München - Bruno Spengler wurde Anfang 2022 als BMW-Werksfahrer bestätigt, doch der populäre Kanadier, der sich so sehr um ein DTM-Comeback bemüht hatte, wurde von den Münchnern nach wie vor in keiner Rennserie bestätigt.

Nach wie vor gibt es aber Bemühungen, dem 38-jährigen Ex-Champion, der 2019 seine bislang letzte DTM-Saison absolviert hat, Renneinsätze zu verschaffen. "Bruno Spengler ist weiterhin ein Werksfahrer von uns", bestätigt BMW-Motorsportchef Andreas Roos im Gespräch mit "Motorsport-Total.com".

"Wir haben weltweit viele GT-Rennen, bei denen wir unterwegs sind. Wir schauen im Moment gerade, ob wir noch etwas zusammenbringen, wo wir ihn dann einsetzen können", ergänzt der ehemalige Leiter aller Werksprojekte bei Audi, der den zu Aston Martin in die Formel 1 abgewanderten Mike Krack dieses Jahr bei BMW ersetzt hat.

Abseits von BMW-Vertrag: Renneinsätze dank ETCR-Cockpit

Dass Spengler bislang in dieser Saison noch keinerlei BMW-Renneinsätze absolvierte, hat einen einfachen Grund: Eigentlich wäre er als Pilot für das Boutsen-Ginion-Team in der GT-World-Challenge Europe vorgesehen gewesen, doch dann entschied sich das Team der Schwester von Ex-Formel-1-Pilot Thierry Boutsen kurzfristig für einen Wechsel zu Audi. Und Spengler stand ohne Cockpit da.

Ganz ohne Renneinsätze musste der Kanadier aber bislang 2022 doch nicht auskommen, denn er ergatterte abseits des BMW-Vertrags ein Cockpit beim italienischen Romeo-Ferraris-Team in der ETCR - und überzeugte beim Saisonauftakt in Pau, wo er auch auf Ex-DTM-Rivale Mattias Ekström traf, im vollelektrischen Alfa Romeo Giulia im Spitzenfeld.

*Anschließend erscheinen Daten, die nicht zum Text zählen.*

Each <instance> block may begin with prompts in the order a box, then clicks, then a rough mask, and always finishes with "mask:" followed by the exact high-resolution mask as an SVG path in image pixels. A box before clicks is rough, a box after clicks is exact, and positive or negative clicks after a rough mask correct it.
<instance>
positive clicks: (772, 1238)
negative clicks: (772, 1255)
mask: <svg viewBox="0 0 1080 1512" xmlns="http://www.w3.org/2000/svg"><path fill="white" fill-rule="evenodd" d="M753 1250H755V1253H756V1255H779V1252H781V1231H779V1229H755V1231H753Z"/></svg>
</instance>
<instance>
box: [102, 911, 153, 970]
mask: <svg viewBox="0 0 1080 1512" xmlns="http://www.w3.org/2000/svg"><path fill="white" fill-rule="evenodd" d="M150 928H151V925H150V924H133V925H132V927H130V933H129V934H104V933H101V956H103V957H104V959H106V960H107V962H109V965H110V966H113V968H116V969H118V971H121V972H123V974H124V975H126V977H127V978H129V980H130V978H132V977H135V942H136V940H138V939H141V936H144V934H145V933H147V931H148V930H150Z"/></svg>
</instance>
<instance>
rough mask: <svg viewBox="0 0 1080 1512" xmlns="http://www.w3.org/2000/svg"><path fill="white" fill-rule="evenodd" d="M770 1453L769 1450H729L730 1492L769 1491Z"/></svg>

Zudem durfte er kürzlich einen Roll-Out mit seinem ehemaligen DTM-Meisterauto von BMW aus dem Jahr 2012 absolvieren, ehe der Bolide ins Museum geht, und ist laut Informationen von "Motorsport-Total.com" auch in die Test- und Entwicklungsarbeit neuer BMW-Rennfahrzeuge eingebunden.

DTM-Gaststart ein Thema?

Aber gibt es eine Chance, dass Spengler 2022 zumindest für einen Gaststart in die DTM zurückkehrt? "Im Moment ist kein Gaststart geplant", antwortet Roos. "Natürlich kommen so Themen immer wieder hoch, über die man auch mal wieder spricht." Dieses Jahr seien aber "definitiv" keine Einsätze in der DTM "geplant".

In die Testarbeit werde er hingegen eingebunden, bestätigt Roos. "Wenn es bei uns Sachen gibt, wo etwas bei ihm reinpasst, dann ist er natürlich sofort im Auto." Neben den Renneinsätzen laufe auch "sehr viel Entwicklungsarbeit parallel", die von außen oft nicht so wahrgenommen wird. "Und da sind immer wieder unsere Werksfahrer im Einsatz", so Roos.

Bald stehen auch die ersten Testfahrten mit dem neuen LMDh-Auto auf dem Programm, damit man den straffen Zeitplan schafft, 2024 erstmals in Le Mans zu starten. Wer diesbezüglich als Pilot infrage kommt, habe man noch nicht entschieden, meint Roos: "Erst schauen wir, dass wir das Auto auf die Räder kriegen - und dass es dann auch fährt. Und dann schauen wir uns an, wie das Driver-Lineup aussehen kann."

Generell sei man aber diesbezüglich gut aufgestellt: "Wir sind bei BMW in der glücklichen Lage, dass wir wirkliche Topfahrer in unserem Kader haben. Daher haben wir kein Problem, dafür gute Fahrer zu finden."